The main contribution of the method is that it robustly achieves smooth and safe motion plans in real time that can be used at low control levels without an additional smoothing interpolation process. This allows the method to fuse collision avoidance and global planning in only one module, which can simplify the control architecture of the mobile robot, and without local minima, as in the case of the potential fields original method and some other algorithms in the same class.
Additionally, it pushes the state of the art in formation control since it introduces an algorithm that simultaneously enables deformable formations, as in [8], but avoids the local minima problem of potential fields [14] by using a distance function based on a metric built with the FM method. This is particularly relevant for the formation to handle concave obstacles without some of the formation robots being trapped in the obstacles, due to local minima of the inter-robot composition of attractive and repulsive potentials, as reported in [10]. Moreover, the path of the leader to the goal avoids obstacles and is free of local minima, since it relies on the VFM method. Other local-minima free methods could be used for the latter purpose, e.g. [19].
Future work is related to the introduction of sensor noise, uncertainty in the map (with connections with SLAM) and the introduction of small obstacles and moving obstacles.
All these questions can be implemented by adding Gaussian functions that model the uncertainty to the distance potential Dti of each robot.
1.What is the problem?
In a previous paper [10], we have introduced one possible solution to this problem, where the followers keep track of the n most recent positions of the leader, and not only its current position, to be dragged away from the obstacle trap. However, this method has not been proven to work for all possible situations. The main problem to deal with is how to apply this method to the robot formation’s motion, keeping its good properties.

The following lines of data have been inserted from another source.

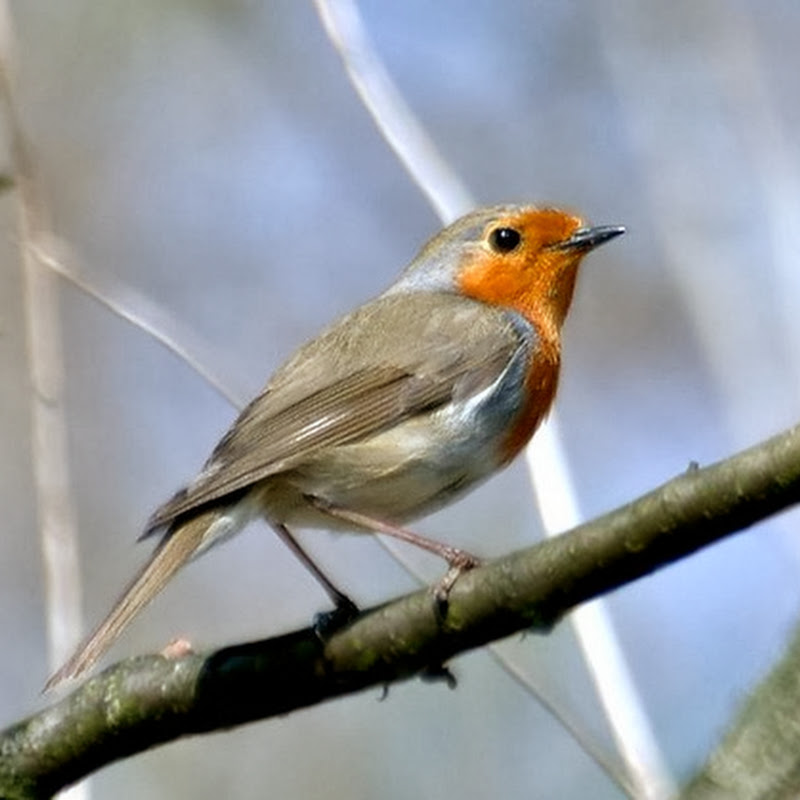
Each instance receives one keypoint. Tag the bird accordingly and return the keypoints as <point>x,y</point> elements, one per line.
<point>393,411</point>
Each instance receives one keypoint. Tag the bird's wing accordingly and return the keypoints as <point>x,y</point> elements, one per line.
<point>338,391</point>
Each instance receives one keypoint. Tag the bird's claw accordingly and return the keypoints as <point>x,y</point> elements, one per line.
<point>460,561</point>
<point>326,623</point>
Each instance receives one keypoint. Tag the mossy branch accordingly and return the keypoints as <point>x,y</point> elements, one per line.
<point>145,701</point>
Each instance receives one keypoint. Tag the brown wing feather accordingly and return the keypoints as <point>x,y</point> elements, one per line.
<point>272,436</point>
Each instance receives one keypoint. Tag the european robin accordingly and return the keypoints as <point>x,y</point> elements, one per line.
<point>392,412</point>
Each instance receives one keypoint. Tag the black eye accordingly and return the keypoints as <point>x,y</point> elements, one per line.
<point>504,240</point>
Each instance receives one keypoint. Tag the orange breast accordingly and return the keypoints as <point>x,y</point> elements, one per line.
<point>540,389</point>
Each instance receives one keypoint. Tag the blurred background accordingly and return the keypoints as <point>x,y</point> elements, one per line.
<point>213,158</point>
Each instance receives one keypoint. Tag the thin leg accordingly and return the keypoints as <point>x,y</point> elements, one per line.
<point>458,560</point>
<point>339,598</point>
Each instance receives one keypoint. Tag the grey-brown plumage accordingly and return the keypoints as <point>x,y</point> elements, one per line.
<point>407,402</point>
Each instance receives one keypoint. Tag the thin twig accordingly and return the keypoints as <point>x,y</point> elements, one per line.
<point>58,530</point>
<point>145,701</point>
<point>439,183</point>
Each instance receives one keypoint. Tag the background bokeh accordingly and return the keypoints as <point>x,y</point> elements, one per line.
<point>213,157</point>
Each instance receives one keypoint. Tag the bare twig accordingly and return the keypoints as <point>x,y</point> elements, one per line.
<point>54,499</point>
<point>439,183</point>
<point>149,700</point>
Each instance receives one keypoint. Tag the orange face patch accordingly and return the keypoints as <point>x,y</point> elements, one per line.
<point>534,276</point>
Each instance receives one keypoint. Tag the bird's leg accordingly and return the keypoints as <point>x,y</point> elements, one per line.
<point>345,610</point>
<point>458,560</point>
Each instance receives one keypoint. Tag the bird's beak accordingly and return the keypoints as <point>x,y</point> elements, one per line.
<point>586,239</point>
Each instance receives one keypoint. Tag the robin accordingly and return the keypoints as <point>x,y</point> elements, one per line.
<point>392,412</point>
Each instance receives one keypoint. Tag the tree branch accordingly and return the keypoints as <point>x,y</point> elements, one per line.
<point>145,701</point>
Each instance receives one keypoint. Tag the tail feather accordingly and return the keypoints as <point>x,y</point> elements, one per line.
<point>177,547</point>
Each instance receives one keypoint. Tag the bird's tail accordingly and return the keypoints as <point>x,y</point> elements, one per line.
<point>178,546</point>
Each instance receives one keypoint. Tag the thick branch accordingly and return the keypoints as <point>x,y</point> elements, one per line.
<point>145,701</point>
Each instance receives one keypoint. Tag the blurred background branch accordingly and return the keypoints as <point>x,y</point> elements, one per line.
<point>150,700</point>
<point>187,152</point>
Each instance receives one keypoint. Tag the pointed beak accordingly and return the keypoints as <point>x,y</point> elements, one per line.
<point>586,239</point>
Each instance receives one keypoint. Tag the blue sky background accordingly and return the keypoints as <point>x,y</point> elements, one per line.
<point>213,157</point>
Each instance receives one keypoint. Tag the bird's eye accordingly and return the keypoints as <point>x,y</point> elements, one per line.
<point>504,240</point>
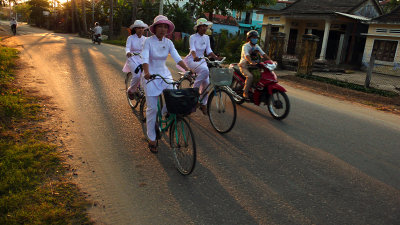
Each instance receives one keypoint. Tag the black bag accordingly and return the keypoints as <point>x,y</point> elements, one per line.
<point>181,101</point>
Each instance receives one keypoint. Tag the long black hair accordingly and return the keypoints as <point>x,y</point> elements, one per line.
<point>132,31</point>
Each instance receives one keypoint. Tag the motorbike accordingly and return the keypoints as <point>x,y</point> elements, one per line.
<point>265,90</point>
<point>95,37</point>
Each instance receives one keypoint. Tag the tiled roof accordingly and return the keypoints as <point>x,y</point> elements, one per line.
<point>391,18</point>
<point>322,6</point>
<point>224,20</point>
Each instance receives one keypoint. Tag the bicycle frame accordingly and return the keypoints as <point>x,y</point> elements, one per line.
<point>168,122</point>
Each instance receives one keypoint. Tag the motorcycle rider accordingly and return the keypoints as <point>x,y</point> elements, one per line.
<point>97,30</point>
<point>248,50</point>
<point>13,24</point>
<point>134,45</point>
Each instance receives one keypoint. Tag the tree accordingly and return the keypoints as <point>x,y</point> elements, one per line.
<point>180,17</point>
<point>223,6</point>
<point>23,10</point>
<point>37,8</point>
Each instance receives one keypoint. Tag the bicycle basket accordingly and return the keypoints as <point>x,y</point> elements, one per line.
<point>181,101</point>
<point>221,76</point>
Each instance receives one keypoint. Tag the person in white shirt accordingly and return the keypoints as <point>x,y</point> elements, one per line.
<point>97,29</point>
<point>155,53</point>
<point>200,43</point>
<point>247,50</point>
<point>134,46</point>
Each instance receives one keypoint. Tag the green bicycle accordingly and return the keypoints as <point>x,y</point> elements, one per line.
<point>179,103</point>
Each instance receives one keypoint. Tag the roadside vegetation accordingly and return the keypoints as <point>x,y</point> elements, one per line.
<point>33,187</point>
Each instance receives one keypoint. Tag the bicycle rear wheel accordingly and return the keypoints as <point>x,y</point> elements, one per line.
<point>133,103</point>
<point>278,105</point>
<point>221,110</point>
<point>183,146</point>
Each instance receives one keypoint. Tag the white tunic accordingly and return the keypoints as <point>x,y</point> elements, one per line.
<point>134,44</point>
<point>199,43</point>
<point>155,53</point>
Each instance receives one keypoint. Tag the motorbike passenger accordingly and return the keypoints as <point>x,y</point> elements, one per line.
<point>13,24</point>
<point>200,43</point>
<point>97,30</point>
<point>248,50</point>
<point>134,46</point>
<point>155,52</point>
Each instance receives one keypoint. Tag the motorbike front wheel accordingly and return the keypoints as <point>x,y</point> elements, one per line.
<point>236,87</point>
<point>278,105</point>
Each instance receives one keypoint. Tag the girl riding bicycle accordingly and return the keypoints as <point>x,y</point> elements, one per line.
<point>200,42</point>
<point>134,46</point>
<point>155,52</point>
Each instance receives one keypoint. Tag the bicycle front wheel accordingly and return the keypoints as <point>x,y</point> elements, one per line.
<point>221,110</point>
<point>183,146</point>
<point>134,101</point>
<point>278,105</point>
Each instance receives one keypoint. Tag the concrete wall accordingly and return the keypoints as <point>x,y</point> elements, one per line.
<point>392,68</point>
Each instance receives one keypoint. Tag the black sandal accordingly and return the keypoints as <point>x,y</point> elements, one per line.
<point>153,148</point>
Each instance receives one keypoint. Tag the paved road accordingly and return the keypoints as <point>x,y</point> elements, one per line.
<point>329,162</point>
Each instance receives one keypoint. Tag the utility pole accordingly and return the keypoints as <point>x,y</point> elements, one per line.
<point>161,7</point>
<point>92,13</point>
<point>111,18</point>
<point>84,16</point>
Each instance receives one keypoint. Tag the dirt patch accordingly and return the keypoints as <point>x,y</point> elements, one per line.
<point>389,104</point>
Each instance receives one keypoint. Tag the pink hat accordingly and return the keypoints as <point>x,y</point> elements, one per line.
<point>160,19</point>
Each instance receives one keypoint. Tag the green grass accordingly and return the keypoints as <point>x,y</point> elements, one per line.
<point>33,187</point>
<point>348,85</point>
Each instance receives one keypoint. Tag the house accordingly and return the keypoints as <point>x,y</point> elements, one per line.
<point>221,22</point>
<point>383,41</point>
<point>251,20</point>
<point>338,23</point>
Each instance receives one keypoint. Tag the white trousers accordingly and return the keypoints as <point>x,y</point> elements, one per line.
<point>135,76</point>
<point>151,116</point>
<point>202,79</point>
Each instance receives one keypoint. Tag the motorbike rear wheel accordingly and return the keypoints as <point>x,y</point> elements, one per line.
<point>278,105</point>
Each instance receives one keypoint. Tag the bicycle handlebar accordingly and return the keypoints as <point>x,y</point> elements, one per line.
<point>154,76</point>
<point>216,61</point>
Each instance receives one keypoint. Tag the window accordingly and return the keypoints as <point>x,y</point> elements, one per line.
<point>238,15</point>
<point>381,30</point>
<point>274,18</point>
<point>384,50</point>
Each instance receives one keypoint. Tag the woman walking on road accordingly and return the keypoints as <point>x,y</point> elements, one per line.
<point>200,43</point>
<point>155,53</point>
<point>134,47</point>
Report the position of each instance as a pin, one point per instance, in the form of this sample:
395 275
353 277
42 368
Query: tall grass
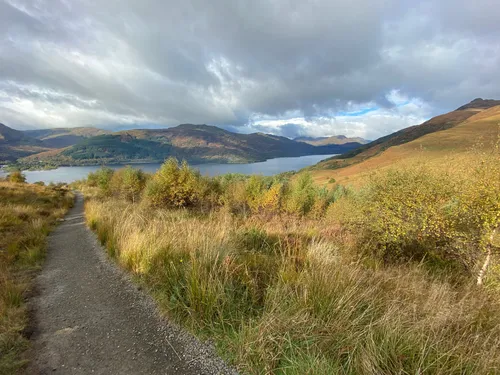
27 213
287 277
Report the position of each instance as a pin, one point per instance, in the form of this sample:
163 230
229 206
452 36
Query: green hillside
15 144
194 143
64 137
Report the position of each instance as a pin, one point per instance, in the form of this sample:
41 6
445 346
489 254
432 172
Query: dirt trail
89 318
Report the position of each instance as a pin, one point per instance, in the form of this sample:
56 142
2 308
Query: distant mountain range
16 144
194 143
333 140
64 137
475 124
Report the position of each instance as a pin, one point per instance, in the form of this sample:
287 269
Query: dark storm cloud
286 66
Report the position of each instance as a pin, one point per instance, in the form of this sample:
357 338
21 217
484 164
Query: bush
301 195
102 180
128 183
175 185
17 177
419 213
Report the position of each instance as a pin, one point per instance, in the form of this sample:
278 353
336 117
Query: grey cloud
222 62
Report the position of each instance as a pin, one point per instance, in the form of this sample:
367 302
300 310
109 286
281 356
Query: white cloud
287 66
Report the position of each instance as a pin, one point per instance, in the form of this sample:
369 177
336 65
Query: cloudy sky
291 67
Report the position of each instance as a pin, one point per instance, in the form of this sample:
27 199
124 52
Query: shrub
102 180
128 183
175 185
301 195
419 213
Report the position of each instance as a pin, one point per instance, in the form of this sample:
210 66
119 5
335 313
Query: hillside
15 144
64 137
446 136
194 143
333 140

2. How did I solve the problem?
In this paper we use the FastMarching (FM) algorithm to control a leader–follower deformable formation, where the trajectory of the leader in an environment cluttered by obstacles is computed using the VFM algorithm. Each follower attempts to reach, at each iteration step, a nominal sub-goal position related to the desired leader trajectory, but takes into account the positions o The other followers and the environmental objects, both seen as obstacles. This influences the metrics used by these algorithms effectively deforming the followers’ trajectories. In this way we ensure that non-convex obstacles do not break the formation and that the inter-vehicle distances are smoothly deformed while the formation moves from open areas to regions with obstacles narrow corridors, and narrow passages.
3. What did I find out?
This paper presents a new methodology for the motion of a formation of holonomic robots. The formation is maintained by calculating the trajectory of the formation leader. In each iteration of the algorithm, using this trajectory, the robots’ partial objectives are calculated. These partial objectives maintain the formation and have a variable distance between them proportional to the light velocity at that point (inverse of the refraction index). This method allows us to maintain good response time and smooth and safe planned trajectories.
4. What does it mean?
The main contribution of the method is that it robustly achieves smooth and safe motion plans in real time that can be used at low control levels without an additional smoothing interpolation process. This allows the method to fuse collision avoidance and global planning in only one module, which can simplify the control architecture of the mobile robot, and without local minima, as in the case of the potential fields original method and some other algorithms in the same class.